Some results in the literature may appear at odds with the Heuristic. For instance the positive correlations with alpha power found in the thalamus by Goldman et al. (2002) and in other regions (Gonçalves et al., 2006). However, the Heuristic describes a relationship based on normalised not absolute power. Therefore, if increases in alpha were, for example, accompanied by decreases in lower frequencies (delta/theta), this would be compatible with the Heuristic. Using separately acquired fMRI and source-reconstructed MEG data, Muthukumaraswamy and Singh (2008) showed stimulus-related increases in gamma band activity without corresponding changes in BOLD. However, while this result clearly speaks against the gamma-BOLD hypothesis, it does not necessarily speak against the Heuristic. This is again because the Heuristic depends on the normalised power of the whole spectrum.

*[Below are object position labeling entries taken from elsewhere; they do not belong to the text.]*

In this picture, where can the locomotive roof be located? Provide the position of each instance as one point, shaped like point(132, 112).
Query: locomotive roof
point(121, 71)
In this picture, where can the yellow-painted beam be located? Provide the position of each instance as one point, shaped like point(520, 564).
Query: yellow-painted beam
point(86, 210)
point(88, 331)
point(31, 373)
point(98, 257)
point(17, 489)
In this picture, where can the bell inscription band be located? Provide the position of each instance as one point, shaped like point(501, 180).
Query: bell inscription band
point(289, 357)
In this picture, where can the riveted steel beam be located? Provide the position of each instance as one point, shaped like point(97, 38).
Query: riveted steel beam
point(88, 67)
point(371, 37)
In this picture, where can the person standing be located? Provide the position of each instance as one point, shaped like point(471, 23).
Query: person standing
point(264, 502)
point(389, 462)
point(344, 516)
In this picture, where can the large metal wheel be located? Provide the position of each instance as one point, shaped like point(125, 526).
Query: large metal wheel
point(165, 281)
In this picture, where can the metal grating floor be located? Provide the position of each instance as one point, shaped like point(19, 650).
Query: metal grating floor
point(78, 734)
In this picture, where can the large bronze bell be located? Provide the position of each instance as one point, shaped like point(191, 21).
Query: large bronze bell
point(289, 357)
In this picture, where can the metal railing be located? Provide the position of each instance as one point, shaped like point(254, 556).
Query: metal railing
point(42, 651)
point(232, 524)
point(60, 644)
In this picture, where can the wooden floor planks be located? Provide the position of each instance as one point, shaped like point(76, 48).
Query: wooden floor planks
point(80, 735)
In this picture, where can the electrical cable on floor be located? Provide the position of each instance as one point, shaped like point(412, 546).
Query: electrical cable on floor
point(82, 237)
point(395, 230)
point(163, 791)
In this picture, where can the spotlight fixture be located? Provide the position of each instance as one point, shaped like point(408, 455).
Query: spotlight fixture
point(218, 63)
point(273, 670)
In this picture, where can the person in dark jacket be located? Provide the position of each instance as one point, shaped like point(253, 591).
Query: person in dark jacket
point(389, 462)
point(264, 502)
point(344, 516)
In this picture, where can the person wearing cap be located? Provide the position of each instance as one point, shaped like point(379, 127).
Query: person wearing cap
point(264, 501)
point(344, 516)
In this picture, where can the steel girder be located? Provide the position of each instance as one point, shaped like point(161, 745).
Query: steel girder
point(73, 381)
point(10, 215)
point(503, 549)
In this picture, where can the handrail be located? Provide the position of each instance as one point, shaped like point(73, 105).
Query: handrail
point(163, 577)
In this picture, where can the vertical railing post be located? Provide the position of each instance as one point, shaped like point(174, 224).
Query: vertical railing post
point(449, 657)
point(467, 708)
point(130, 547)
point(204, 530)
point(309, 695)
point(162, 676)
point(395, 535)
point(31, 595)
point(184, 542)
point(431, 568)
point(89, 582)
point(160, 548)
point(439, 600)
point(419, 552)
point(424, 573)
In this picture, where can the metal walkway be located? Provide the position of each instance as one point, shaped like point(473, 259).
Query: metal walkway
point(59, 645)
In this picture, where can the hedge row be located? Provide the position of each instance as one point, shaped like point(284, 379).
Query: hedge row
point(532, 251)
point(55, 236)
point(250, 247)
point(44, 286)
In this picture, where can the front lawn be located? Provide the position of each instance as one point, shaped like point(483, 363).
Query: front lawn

An interesting inference to be drawn from Muthukumaraswamy and Singh (2008) is that gamma band power may reflect the synchronized activity of local neuronal ensembles. This view fits in with neural network modelling results (Kopell et al., 2000) and power-law analyses of electrocorticogram data (Miller et al., 2007). While BOLD can be sensitive to changes in the gamma band, as many studies have shown, it is also sensitive to activity in the whole spectral domain, including the more spatially dispersed lower frequencies (Kopell et al., 2000), and processes reflecting large-scale neuromodulatory input (Logothetis, 2008).

The original paper that described the Heuristic model was partly inspired by the results of EEG-fMRI integration in the study of epilepsy. In this field, increased slow wave activity has been shown to be associated with decreased BOLD (Archer et al., 2003) while spike and wave discharges (with high-frequency components) have been shown to cause BOLD activations (Krakow et al., 2001; Hamandi et al., 2004). This would be entirely in agreement with the Heuristic model.

To our knowledge, this paper reports the first study where the model proposed by Kilner et al. (2005) has been empirically tested using human brain imaging data. It is also the first work in which different putative functions for the relationship between BOLD and spectral characteristics of neuronal activity, as measured with EEG, have been explicitly compared.

To this end we designed a study providing experimental control over the frequency structure of the EEG signal by entraining networks to visual stimulation at different frequencies. Our results suggest that changes in BOLD are indeed associated with changes in the spectral profile of the underlying neuronal activity, and that these changes do not arise from a single spectral band. Instead they result from the dynamics of the various frequency components together, in particular, the relative contribution of high and low frequencies as proposed in Kilner et al. (2005).

Although we entrained networks to visual stimulation, we have no reason to anticipate different results if neuronal activity were modulated by different cognitive processes. However, this is an empirical question that should be addressed in future studies. The current paper provides evidence in favour of the Heuristic model but, of course, as with any scientific experiment does not prove that the underlying theory is true. We expect that as data are gathered from additional experimental paradigms and sensory modalities, a balance of evidence will emerge.

We expect that fMRI recorded concurrently with intra-cranial EEG will play a major role in these investigations as this will provide more direct access to the various cortical and subcortical regions that have little impact on the scalp EEG. This may help to resolve to what extent, if at all, BOLD and EEG are differentially sensitive to endogenous lower frequency ‘global’ states versus higher frequency local processing (Laufs, 2008).

Understanding the nature of the link between neuronal activity and BOLD plays a crucial role in improving the interpretability of BOLD imaging and relating electrical and hemodynamic measures of human brain function. Finding the optimal transfer function should also aid the design of more robust and realistic models for the integration of EEG and fMRI, leading to estimates of neuronal activity with higher spatial and temporal resolution, than are currently available.